発刊したポプラ社のサイト⇒ https://www.poplar.co.jp/shop/shosai.php?shosekicode=82011160


 本著でも、キューブラー・ロスの、否定→怒り→取引→抑うつ→受容という死を受容する五段階について引用(p32)している。
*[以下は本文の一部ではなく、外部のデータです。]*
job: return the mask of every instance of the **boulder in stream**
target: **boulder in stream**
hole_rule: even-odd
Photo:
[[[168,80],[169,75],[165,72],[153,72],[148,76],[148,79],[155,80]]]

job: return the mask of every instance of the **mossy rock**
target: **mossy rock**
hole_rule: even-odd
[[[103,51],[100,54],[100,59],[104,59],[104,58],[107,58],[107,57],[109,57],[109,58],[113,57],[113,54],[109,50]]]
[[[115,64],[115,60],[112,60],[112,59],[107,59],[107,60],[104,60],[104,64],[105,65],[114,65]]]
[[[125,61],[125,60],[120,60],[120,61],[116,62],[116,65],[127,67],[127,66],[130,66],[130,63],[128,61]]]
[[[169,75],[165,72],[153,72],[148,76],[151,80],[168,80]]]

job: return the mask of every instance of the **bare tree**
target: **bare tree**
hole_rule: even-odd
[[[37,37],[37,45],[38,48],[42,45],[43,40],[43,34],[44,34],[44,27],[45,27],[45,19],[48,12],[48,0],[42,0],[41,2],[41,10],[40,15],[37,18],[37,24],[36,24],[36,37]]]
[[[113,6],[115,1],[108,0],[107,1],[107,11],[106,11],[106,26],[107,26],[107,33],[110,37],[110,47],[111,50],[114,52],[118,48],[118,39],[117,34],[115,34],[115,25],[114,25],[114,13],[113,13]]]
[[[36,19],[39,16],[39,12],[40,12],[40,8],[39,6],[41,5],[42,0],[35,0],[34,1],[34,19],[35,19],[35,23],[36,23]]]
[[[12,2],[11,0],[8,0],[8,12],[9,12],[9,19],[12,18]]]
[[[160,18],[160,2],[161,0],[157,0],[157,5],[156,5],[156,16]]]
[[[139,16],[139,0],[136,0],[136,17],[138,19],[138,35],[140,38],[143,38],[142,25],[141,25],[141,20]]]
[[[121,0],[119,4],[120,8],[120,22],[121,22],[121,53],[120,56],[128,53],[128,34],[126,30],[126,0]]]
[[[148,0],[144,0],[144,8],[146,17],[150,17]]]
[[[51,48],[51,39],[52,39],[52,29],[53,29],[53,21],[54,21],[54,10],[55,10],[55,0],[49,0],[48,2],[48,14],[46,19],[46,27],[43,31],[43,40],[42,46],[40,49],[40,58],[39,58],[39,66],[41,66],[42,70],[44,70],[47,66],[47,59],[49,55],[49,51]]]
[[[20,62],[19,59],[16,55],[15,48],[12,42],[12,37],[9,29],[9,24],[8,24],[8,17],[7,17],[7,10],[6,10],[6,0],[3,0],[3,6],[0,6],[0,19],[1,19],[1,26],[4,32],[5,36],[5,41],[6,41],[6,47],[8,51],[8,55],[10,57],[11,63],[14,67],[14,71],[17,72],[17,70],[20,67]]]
この読書録でも何度か引用してきた。「死ぬ瞬間」については、この読書録の前に読んでいたが、「キューブラー」で検索すると以下あり。なお著者は、患者の感情はランダムに現れるとして、「孤独感」「ショックと否定」「怒りと悲しみ」「不安と恐怖」「希望」という分け方で、具体的な事例と対処を紹介している。
2016-06-22 『自己愛モンスター 「認められたい」という病』 片田珠美 著
2016-06-01 『許せないという病』 片田珠美 著[ 心理]
2015-12-20 『執着 生きづらさの正体』 香山リカ 著[ 生き方] [ 心理]
2014-10-17 『人は死ぬとき何を思うのか』 渡辺和子 他著[ 生き方] [ 心理]
2013-12-14 『望んでいるものが手に入らない本当の理由』 心屋仁之助 著[ 心理] [ 生き方]
2012-02-17 『悲しんでいい 大災害とグリーフケア』 高木慶子著[ 生き方]
2011-04-28 『フリー』 クリス・アンダーソン[ 技術]
2011-01-31 『自殺で遺された人たちのサポートガイド』 アン・スモーリン 著[ 心理]
2010-07-09 『職場はなぜ壊れるのか』 荒井千暁 著作
2008-10-22 『セルフアサーショントレーニング』 菅沼憲治 著
2008-03-02 『生きていくことの意味』 諸富祥彦 著
2008-02-26 『生きがいの創造?』飯田史彦 著
+また、「死ぬ瞬間」で以下
2015-10-18 『世界一わかりやすい4コマビジネス書ガイド』 山田玲子 著[ 学習] [ 経済]
2014-02-02 『死ぬ瞬間の5つの後悔』 ブロニー・ウェア著


 患者さんにとって、特に重要な言葉として紹介している3つは、結婚式のメッセージでも使われていた印象があり、引用メモ
★p156:「ありがとう」「ごめんね」「許すよ」という言葉だ…感謝や謝罪、承認の気持ちを大切な人と共有することが、彼らの心の平穏につながる。+正直な会話から始まる〜安心して死を迎えるために必要なことだp177

◇また、聴覚が最期まで残る感覚(p16)であり、音楽によってQOLをあげたり家族全員がリラックス(p205)できるという、音楽療法の面については、前著『ラスト・ソング』に詳しそうなので、いつか読んでみたい。

ラスト・ソング (一般書)

ラスト・ソング (一般書)


 最後に、グリーフを乗り越えていく過程へのヒントとして5つの項目を紹介(p228-234)しているが、これを備忘録としたい。
1)最初の一年は大きな決断をしない
2)自分に優しくする
3)感情を殺さないー音楽を使ったセルフケアについて
4)周囲にサポートを求める
5)同じような経験をした人と知り合う
6)複雑なグリーフは専門家に頼る
←過去を振り返ると、4と5について、ネットで助けてくれた方々がたくさんいた。SNSの隆盛についても、つながりや共感を求める手段として、きわめて有効だからなのだろうとも思う。